Let $f \in F\br{X}$ be an irreducible separable polynomial of prime degree over a field $F$ and let $K/F$ be a splitting field of $f$ . Prove that there is an element in the Galois group of $K/F$ permuting cyclically all roots of $f$ in $K$ .

Solution.

Let $p = \deg{f}$ .

Since $f$ is separable, it follows that $K$ is Galois. Moreover, because $f$ is irreducible, we have the tower $F \subseteq F/\gen{f} \subseteq K$ . In particular, $p = \br{F/\gen{f} : F}$ divides $\br{K : F} = \abs{\Gal\p{K/F}}$ , so by Cauchy's theorem, $\Gal\p{K/F}$ admits an order $p$ element, say $\sigma$ .

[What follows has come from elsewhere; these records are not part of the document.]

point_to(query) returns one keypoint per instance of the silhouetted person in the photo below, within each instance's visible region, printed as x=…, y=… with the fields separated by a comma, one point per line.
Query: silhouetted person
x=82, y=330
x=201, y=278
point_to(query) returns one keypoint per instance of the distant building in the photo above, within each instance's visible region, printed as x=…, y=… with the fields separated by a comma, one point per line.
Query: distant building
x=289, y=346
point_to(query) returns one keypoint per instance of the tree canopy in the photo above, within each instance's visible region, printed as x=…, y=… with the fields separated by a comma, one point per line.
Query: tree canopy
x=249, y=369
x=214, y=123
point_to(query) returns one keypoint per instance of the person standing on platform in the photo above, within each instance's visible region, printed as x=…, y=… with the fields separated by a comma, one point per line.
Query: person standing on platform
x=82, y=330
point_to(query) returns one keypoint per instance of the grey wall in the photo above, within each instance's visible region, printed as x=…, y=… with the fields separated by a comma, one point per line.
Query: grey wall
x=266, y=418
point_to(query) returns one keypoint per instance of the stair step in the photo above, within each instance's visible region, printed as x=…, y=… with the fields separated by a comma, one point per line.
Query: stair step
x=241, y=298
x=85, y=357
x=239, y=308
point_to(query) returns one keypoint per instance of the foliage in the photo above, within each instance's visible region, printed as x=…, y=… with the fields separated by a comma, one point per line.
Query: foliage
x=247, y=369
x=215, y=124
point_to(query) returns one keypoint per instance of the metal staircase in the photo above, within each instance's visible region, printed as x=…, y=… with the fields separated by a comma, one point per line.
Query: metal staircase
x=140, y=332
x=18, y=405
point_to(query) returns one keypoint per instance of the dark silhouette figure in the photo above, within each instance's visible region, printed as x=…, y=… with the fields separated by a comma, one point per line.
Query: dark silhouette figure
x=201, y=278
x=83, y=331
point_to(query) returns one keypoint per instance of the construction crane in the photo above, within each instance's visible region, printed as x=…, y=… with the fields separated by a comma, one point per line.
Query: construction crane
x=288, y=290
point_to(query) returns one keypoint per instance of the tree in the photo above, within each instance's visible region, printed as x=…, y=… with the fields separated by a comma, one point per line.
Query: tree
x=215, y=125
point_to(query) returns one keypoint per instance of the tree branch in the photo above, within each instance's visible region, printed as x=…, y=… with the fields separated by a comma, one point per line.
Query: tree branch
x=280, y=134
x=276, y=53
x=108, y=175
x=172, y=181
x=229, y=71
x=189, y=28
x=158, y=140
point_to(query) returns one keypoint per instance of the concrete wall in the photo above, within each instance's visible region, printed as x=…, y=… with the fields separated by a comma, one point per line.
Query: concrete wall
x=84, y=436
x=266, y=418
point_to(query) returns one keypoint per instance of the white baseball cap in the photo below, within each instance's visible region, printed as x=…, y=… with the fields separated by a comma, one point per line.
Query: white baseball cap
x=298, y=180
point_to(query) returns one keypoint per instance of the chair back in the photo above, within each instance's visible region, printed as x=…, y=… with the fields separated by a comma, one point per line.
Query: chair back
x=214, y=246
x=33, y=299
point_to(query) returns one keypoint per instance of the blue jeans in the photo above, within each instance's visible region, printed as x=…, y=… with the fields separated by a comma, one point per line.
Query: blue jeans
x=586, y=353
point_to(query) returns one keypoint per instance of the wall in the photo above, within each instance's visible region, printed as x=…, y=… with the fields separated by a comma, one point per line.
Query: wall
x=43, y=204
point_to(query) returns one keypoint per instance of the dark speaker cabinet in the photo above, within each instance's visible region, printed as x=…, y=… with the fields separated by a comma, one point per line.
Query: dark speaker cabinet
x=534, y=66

Let $\alpha$ be a root of $f$ not fixed by $\sigma$ . Then the orbit of $\alpha$ under $\sigma$ gives all the roots of $f$ : if this were not the case, then there exists $0 < k < p$ minimal such that $\sigma^k\p{\alpha} = \alpha$ . Since $p$ is prime, we can write $p = qk + r$ with $0 < r < k$ so that

\alpha = \sigma^p\p{\alpha} = \sigma^r\p{\sigma^{qk}\p{\alpha}} = \sigma^r\p{\alpha},

which contradicts minimality of $k$ . Thus, $\sigma$ permutes the roots of $f$ cyclically, which was what we wanted to show.